Creatives, breweries, patisseries and young families are springing up in the suburb’s once-gritty industrial precinct, which used to be home to soft drink manufacturers and big tobacco companies.

By Melissa Cunningham

Morris Moor in Moorabbin.

Morris Moor in Moorabbin.

In a series, The Age profiles Victorian suburbs and towns to reveal how they’ve changed over the decades.See all 43 stories.

Almost all the memories Adele Locke has of Moorabbin from her childhood in the 1990s involve scent.

Most raw: stepping out of her father’s factory in the industrial pocket of the suburb and inhaling the sweet, honey-like aroma of tobacco leaves being roasted by tobacco giant Philip Morris, just down the road.

Adele Locke (right) grew up in her father’s Moorabbin lighting factory, and now makes her own lights in the area.

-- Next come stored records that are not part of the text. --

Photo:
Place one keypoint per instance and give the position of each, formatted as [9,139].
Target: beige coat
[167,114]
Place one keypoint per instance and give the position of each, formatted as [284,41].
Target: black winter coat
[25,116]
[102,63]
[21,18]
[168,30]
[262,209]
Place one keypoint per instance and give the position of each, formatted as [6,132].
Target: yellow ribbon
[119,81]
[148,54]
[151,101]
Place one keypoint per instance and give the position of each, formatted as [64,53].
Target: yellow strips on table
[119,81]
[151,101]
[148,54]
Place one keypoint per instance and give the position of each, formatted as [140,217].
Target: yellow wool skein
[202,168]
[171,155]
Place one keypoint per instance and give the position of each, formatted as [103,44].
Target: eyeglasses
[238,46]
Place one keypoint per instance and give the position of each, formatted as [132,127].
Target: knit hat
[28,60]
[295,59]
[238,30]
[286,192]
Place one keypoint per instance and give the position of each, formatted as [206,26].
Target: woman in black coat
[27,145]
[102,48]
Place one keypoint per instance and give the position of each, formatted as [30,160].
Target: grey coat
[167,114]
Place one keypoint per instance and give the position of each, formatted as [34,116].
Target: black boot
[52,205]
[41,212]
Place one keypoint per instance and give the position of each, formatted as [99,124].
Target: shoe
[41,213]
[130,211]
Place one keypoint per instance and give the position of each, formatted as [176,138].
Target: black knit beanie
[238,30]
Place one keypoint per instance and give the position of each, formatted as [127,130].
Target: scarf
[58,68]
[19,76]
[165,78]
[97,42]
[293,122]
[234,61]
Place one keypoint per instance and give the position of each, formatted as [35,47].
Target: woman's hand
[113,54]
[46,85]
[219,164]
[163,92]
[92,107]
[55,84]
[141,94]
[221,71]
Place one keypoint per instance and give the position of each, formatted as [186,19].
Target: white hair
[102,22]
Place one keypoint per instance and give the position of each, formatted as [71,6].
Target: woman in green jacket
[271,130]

Adele Locke (right) grew up in her father’s Moorabbin lighting factory, and now makes her own lights in the area.Credit: Penny Stephens

“It sounds strange, but it was one of the most beautiful smells I have ever smelt in my life,” Locke recalls.

Other odours were not so pleasant. Like the gritty scent of smoke, dirt and sweat that overwhelmed her when she and her dad visited the Moorabbin electroplating factory, where fire pits roared in the ground.

“As a little kid I thought I was walking straight into hell,” she says.

“It was so hot in there. It was a dramatic place. But that was manufacturing in Moorabbin back in those days. The factories were full of people working hard.”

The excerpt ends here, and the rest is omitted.